Video: Respecting Other Religions
Religious Freedom Committee Vice-Chair Rahmah answers "Does freedom of religion require respect for other religions?, in the above video. In addition, the written script is below.
Q: Does freedom of religion require respect for other religions? Amina from Washington, D.C.
A: The First Amendment to the United States Constitution states, “Congress shall make no law respecting an establishment of religion or prohibiting the free exercise thereof.” In other words, the government cannot endorse or denigrate religion and neither can it deprive any individual of their right to religious freedom .
What do we mean by the right to religious freedom? Under the U.S. Constitution, religious freedom is the right for everyone to practice his or her religion, or to choose not to practice a religion at all.

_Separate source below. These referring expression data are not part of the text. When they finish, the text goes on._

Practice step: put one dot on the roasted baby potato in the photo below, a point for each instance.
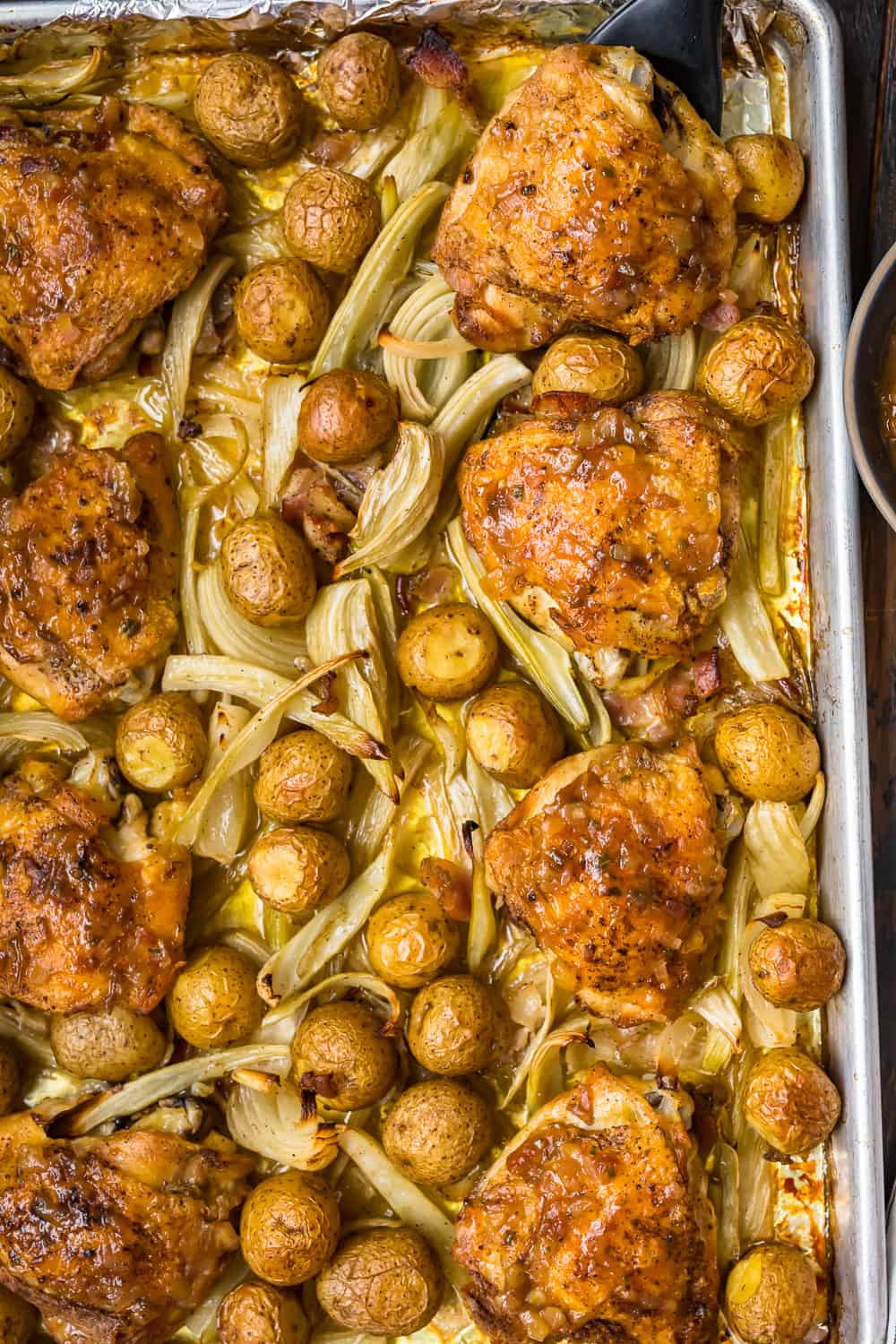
(289, 1228)
(282, 309)
(161, 744)
(303, 777)
(383, 1281)
(756, 370)
(268, 572)
(295, 870)
(249, 109)
(212, 1002)
(340, 1053)
(346, 416)
(358, 78)
(772, 175)
(410, 940)
(438, 1131)
(767, 752)
(331, 218)
(790, 1101)
(798, 964)
(770, 1295)
(447, 652)
(603, 367)
(513, 734)
(112, 1043)
(455, 1026)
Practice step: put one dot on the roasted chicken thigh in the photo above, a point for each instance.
(105, 214)
(594, 1225)
(614, 863)
(597, 196)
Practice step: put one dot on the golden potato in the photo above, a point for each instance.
(268, 572)
(603, 367)
(513, 734)
(295, 870)
(770, 1295)
(447, 652)
(160, 742)
(109, 1043)
(410, 940)
(756, 370)
(331, 218)
(358, 78)
(340, 1053)
(772, 175)
(790, 1101)
(798, 964)
(455, 1026)
(289, 1228)
(282, 309)
(438, 1131)
(303, 777)
(212, 1002)
(383, 1281)
(767, 752)
(346, 416)
(257, 1314)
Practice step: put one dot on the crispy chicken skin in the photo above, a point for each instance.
(597, 196)
(116, 1241)
(89, 574)
(608, 527)
(614, 863)
(105, 214)
(594, 1223)
(88, 916)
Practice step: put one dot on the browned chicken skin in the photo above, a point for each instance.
(594, 1223)
(88, 916)
(105, 214)
(614, 529)
(613, 862)
(597, 196)
(89, 574)
(116, 1241)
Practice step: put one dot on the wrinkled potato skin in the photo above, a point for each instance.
(454, 1026)
(358, 78)
(347, 416)
(383, 1281)
(770, 1295)
(513, 734)
(268, 572)
(161, 744)
(410, 941)
(257, 1314)
(339, 1053)
(331, 218)
(282, 309)
(303, 777)
(798, 965)
(790, 1101)
(249, 109)
(214, 1002)
(438, 1131)
(767, 752)
(110, 1045)
(447, 652)
(297, 868)
(759, 368)
(289, 1228)
(598, 366)
(772, 174)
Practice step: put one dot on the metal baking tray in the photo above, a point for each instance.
(810, 47)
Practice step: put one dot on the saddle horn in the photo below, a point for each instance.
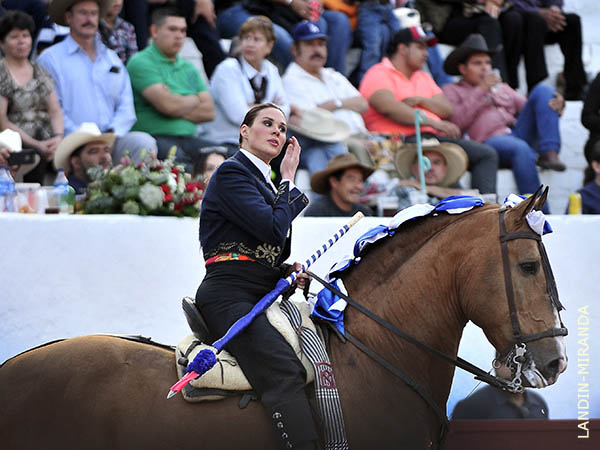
(541, 200)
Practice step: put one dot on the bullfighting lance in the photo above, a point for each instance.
(206, 359)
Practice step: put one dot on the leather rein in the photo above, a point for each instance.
(514, 355)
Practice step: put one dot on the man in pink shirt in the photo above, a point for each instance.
(396, 87)
(521, 130)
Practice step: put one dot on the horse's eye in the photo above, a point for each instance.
(529, 268)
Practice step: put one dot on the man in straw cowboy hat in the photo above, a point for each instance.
(341, 184)
(396, 87)
(91, 81)
(448, 164)
(85, 148)
(521, 130)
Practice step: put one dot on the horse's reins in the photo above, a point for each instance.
(519, 347)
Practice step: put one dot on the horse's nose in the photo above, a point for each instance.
(554, 368)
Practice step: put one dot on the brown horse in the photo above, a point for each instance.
(429, 279)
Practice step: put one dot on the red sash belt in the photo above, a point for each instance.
(228, 257)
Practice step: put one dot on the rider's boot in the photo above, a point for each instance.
(294, 425)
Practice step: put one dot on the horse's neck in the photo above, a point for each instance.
(409, 280)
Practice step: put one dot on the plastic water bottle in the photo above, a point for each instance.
(3, 188)
(7, 190)
(575, 206)
(61, 191)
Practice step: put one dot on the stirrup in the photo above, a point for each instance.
(195, 319)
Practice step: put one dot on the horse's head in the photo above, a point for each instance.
(519, 307)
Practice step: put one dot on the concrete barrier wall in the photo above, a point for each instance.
(64, 276)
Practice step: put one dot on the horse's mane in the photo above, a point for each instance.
(415, 233)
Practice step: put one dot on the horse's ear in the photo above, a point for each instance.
(525, 207)
(541, 200)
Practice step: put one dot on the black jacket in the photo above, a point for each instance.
(241, 214)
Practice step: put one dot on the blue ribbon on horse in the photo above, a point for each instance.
(458, 202)
(324, 307)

By giving everyone the right to practice or not to practice a religion, the Constitution preserves this liberty and requires that all religions, and the beliefs of those who do not subscribe to a religion, be respected.
In order to ensure that there is government respects all religions and favors none, the First Amendment also, through the Establishment Clause, prohibits government endorsement or denigration of religion . By doing so, the founders of the Constitution intended to keep the government away from influencing people’s choices about religion.
The founders have created both the Establishment Clause as well as the Free Exercise Clause within the First Amendment to ensure that this liberty is preserved and respected. Taken together, these clauses encompass the often-cited principle of separation of church and state.
The Establishment Clause, in short, prohibits the government from playing favorites based on what people do or don’t believe.”
Here’s an example that puts the Establishment Clause into practice:
Ex) The United States is prohibited from establishing Christianity as the official religion of the country.
The Free Exercise Clause gives everyone the right to choose to worship or not. Here’s an example that puts the Free Exercise Clause into practice:
Ex) If reciting the Pledge of Allegiance goes against a student's religious beliefs, a public school teacher cannot coerce or pressure the student into reciting it.
Here are some more practical examples of how Freedom of Religion requires respect for other religions:
- Public schools are run by the government and therefore, they cannot promote one religion over another. They can teach history and literature that is influenced by religion as a part of their curriculum, but they cannot focus on just one religion in a way that promotes it.
- Students may be excused from certain school activities if those activities conflict with their personal religious beliefs. For example, students have the right to be excused from singing religious Christmas songs in the choir.
- Students for the most part have the right to wear religious garb and accessories in school, such as a hijab or yarmulke.